HHS awards grants to organizations to provide this treatment. However, we found HHS had challenges assessing the effects of these grants. For example, most results were self-reported by people receiving treatment, and such data could have errors.
What GAO Found
Under assisted outpatient treatment, adults with serious mental illnesses can be ordered by a judge in a civil court proceeding to adhere to community-based treatment in accordance with applicable state laws. It is generally intended for individuals who have been assessed as unlikely to be able to live safely in the community without supervision. In 2014, federal law authorized the Department of Health and Human Services (HHS) to award grants to organizations to implement assisted outpatient treatment programs. The Substance Abuse and Mental Health Services Administration (SAMHSA), a component agency of HHS, has awarded about $146 million in assisted outpatient treatment grants to 63 grantees since the program’s inception in 2016. These 4-year grants were primarily awarded in three cycles: 2016, 2020, and 2024.
Two HHS agencies—the Office of the Assistant Secretary for Planning and Evaluation (ASPE) and SAMHSA—have made efforts to assess the grant program. Topics studied included participant outcomes such as treatment adherence, psychiatric emergency room visits, hospitalizations, and arrests.
HHS Assessments of the Assisted Outpatient Treatment Grant Program

Based on its review, GAO determined that HHS’s assessments were inconclusive. Both efforts were hampered by methodological challenges, many of which were inherent in the program and beyond the two agencies’ control.

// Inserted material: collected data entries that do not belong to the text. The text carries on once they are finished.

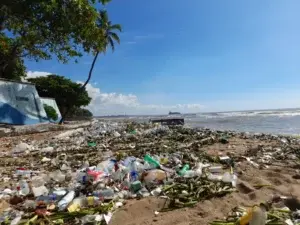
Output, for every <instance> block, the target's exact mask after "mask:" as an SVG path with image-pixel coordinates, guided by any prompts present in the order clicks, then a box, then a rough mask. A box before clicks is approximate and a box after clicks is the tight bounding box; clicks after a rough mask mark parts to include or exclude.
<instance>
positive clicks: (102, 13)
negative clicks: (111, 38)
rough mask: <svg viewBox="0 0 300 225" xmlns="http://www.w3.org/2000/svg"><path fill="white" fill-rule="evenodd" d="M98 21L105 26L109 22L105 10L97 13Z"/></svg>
mask: <svg viewBox="0 0 300 225" xmlns="http://www.w3.org/2000/svg"><path fill="white" fill-rule="evenodd" d="M99 19H100V21H101V23H102V24H107V23H108V22H109V20H108V14H107V11H106V10H100V11H99Z"/></svg>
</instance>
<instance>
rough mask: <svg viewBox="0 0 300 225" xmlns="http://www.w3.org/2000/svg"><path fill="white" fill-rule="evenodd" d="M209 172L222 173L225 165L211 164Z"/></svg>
mask: <svg viewBox="0 0 300 225" xmlns="http://www.w3.org/2000/svg"><path fill="white" fill-rule="evenodd" d="M208 170H209V172H211V173H222V172H223V167H222V166H211V167H209V168H208Z"/></svg>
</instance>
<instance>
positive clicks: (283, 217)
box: [209, 199, 300, 225]
mask: <svg viewBox="0 0 300 225" xmlns="http://www.w3.org/2000/svg"><path fill="white" fill-rule="evenodd" d="M281 200H282V201H283V199H281ZM294 200H295V199H294ZM209 224H211V225H246V224H251V225H275V224H278V225H279V224H282V225H284V224H286V225H297V224H300V211H299V210H297V209H293V208H289V207H288V206H287V205H283V207H276V206H274V205H273V204H272V202H267V203H260V204H257V205H254V206H252V207H250V208H248V209H247V208H244V207H235V208H233V209H232V211H231V212H230V213H229V215H228V216H227V218H226V219H225V220H215V221H213V222H210V223H209Z"/></svg>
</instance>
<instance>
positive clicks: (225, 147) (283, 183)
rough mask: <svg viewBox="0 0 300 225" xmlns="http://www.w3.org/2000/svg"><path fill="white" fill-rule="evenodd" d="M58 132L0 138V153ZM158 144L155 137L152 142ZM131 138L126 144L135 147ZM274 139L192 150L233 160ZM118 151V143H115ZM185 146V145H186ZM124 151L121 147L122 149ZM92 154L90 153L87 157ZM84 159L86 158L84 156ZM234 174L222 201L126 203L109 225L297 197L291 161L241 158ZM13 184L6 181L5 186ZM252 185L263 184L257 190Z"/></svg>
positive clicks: (235, 139)
mask: <svg viewBox="0 0 300 225" xmlns="http://www.w3.org/2000/svg"><path fill="white" fill-rule="evenodd" d="M58 133H60V132H48V133H42V134H30V135H23V136H17V137H2V138H0V150H1V151H2V152H9V151H10V150H11V147H12V146H14V145H15V144H16V143H18V142H19V141H26V140H30V141H33V140H36V141H47V140H48V139H49V140H50V139H51V138H52V137H53V136H55V135H57V134H58ZM157 141H159V138H158V139H156V140H155V142H157ZM135 142H137V140H136V139H133V140H132V141H131V142H129V143H127V144H135ZM278 144H279V143H278V141H276V140H257V139H242V138H239V137H233V138H230V139H229V143H227V144H221V143H214V144H212V145H204V146H199V147H197V148H195V151H205V152H207V153H209V154H210V155H215V156H217V155H220V154H222V155H225V154H230V155H231V156H232V157H234V158H239V157H242V156H244V155H245V154H246V153H247V152H248V153H249V150H250V149H257V148H261V147H270V146H271V147H272V146H277V145H278ZM113 145H114V149H118V143H117V142H116V143H113ZM119 145H120V147H119V148H120V149H121V148H122V144H121V143H119ZM187 145H188V143H187ZM123 148H124V147H123ZM91 155H92V154H91ZM86 157H89V156H88V155H87V156H86ZM91 157H94V156H91ZM39 160H40V159H38V158H36V156H33V155H30V154H29V155H27V156H26V157H21V158H5V157H2V158H1V159H0V161H1V163H0V171H1V174H10V173H12V172H13V171H14V170H15V168H16V167H18V166H24V165H26V166H29V167H31V168H34V167H36V166H37V165H38V163H36V162H37V161H39ZM235 167H236V173H237V176H238V183H237V192H234V193H231V194H228V195H226V196H225V197H222V198H215V199H211V200H206V201H203V202H199V203H198V204H197V205H196V206H195V207H193V208H183V209H178V210H174V211H169V212H160V213H159V214H158V215H155V213H154V212H155V211H159V210H160V209H161V208H162V206H163V204H164V202H165V200H164V199H160V198H155V197H150V198H144V199H141V200H128V201H126V204H125V206H124V207H122V208H121V209H119V210H118V211H117V212H116V213H115V214H114V215H113V218H112V221H111V223H110V224H111V225H119V224H120V225H121V224H122V225H151V224H156V225H175V224H178V225H188V224H189V225H192V224H195V225H196V224H197V225H199V224H208V222H210V221H213V220H216V219H224V217H226V215H227V214H228V212H230V211H231V209H232V208H233V207H235V206H246V207H247V206H251V205H253V204H256V203H260V202H263V201H266V200H269V199H271V198H272V197H273V196H275V195H284V196H291V195H292V196H295V197H298V198H300V180H298V179H295V178H293V177H294V176H295V175H296V174H299V169H300V167H299V165H298V164H297V162H296V161H295V160H286V159H285V160H282V161H280V160H276V162H274V163H271V164H270V165H268V168H259V169H258V168H255V167H254V166H253V165H250V164H249V162H247V161H246V160H244V159H242V158H241V160H239V161H237V163H236V165H235ZM10 184H11V185H13V184H12V183H10V182H8V183H6V184H5V185H10ZM256 185H260V186H261V185H263V187H257V186H256Z"/></svg>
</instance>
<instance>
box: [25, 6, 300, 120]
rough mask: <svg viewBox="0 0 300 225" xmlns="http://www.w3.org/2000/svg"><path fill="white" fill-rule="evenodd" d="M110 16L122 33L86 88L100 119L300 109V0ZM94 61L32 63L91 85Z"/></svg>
mask: <svg viewBox="0 0 300 225" xmlns="http://www.w3.org/2000/svg"><path fill="white" fill-rule="evenodd" d="M107 10H108V12H109V15H110V18H111V20H112V21H113V23H120V24H122V26H123V32H122V33H121V34H120V38H121V45H120V46H117V47H116V50H115V52H114V53H113V54H112V53H108V54H107V55H105V56H104V55H101V56H100V57H99V59H98V62H97V65H96V67H95V70H94V74H93V78H92V81H91V85H89V87H88V90H89V93H90V94H91V96H92V97H93V98H94V99H93V101H92V102H91V105H90V106H89V108H90V109H91V110H92V111H93V113H94V114H95V115H103V114H122V113H128V114H156V113H158V114H160V113H166V112H168V111H169V110H180V111H184V112H202V111H225V110H245V109H266V108H282V107H284V108H286V107H299V106H300V100H299V98H300V89H299V87H300V24H299V21H300V14H299V11H300V1H297V0H289V1H283V0H264V1H261V0H252V1H238V0H228V1H224V0H213V1H200V0H188V1H179V0H163V1H162V0H151V1H146V0H126V1H125V0H113V1H112V2H111V3H110V4H109V5H108V6H107ZM91 60H92V58H91V57H90V56H85V57H83V58H81V60H80V61H79V63H78V64H74V63H72V62H70V63H69V64H67V65H62V64H59V63H58V62H57V61H56V60H55V59H54V60H52V61H43V62H39V63H35V62H30V61H26V64H27V67H28V70H29V71H30V73H29V74H31V75H33V76H36V75H37V74H41V75H44V74H46V72H47V73H55V74H60V75H64V76H67V77H69V78H71V79H72V80H74V81H84V80H85V78H86V76H87V73H88V70H89V65H90V63H91ZM40 72H45V73H40Z"/></svg>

Examples of HHS Challenges Assessing the Assisted Outpatient Treatment Grant Program

ASPE’s outcome report also included an analysis comparing assisted outpatient treatment participants to individuals enrolled in voluntary treatment of similar intensity. However, data on both groups came from one of the six grantees, and factors such as small sample size limited ASPE’s ability to detect differences between the two groups.
Challenges assessing the grant program are likely to persist because, for example, state laws will continue to vary.
Why GAO Did This Study
Serious mental illnesses affected an estimated 14.6 million adults in 2023. Some of these individuals had not received any treatment in the previous year. Untreated mental illnesses can have negative effects, including worsening health, increased medical costs, and possible involvement with the criminal justice system.
Assisted outpatient treatment can help individuals with serious mental illnesses who do not recognize they are ill to receive needed treatment, according to its proponents. However, its involuntary nature makes its use controversial, and research on its effectiveness has produced mixed results.
The Consolidated Appropriations Act, 2023, includes a provision for GAO to report on assisted outpatient treatment programs that received grants from SAMHSA. This report describes HHS’s efforts to assess the effects of the grant program on participants’ health and social outcomes, and what the assessments have revealed.
GAO reviewed documentation and interviewed officials from HHS regarding its assessment efforts. GAO interviewed a nongeneralizable sample of six grantees, which GAO selected to obtain variation in, among other things, geographic location and levels of urbanization. GAO also interviewed representatives of six stakeholder organizations, including mental health professional associations and advocacy groups. The groups were selected to provide a range of views on assisted outpatient treatment.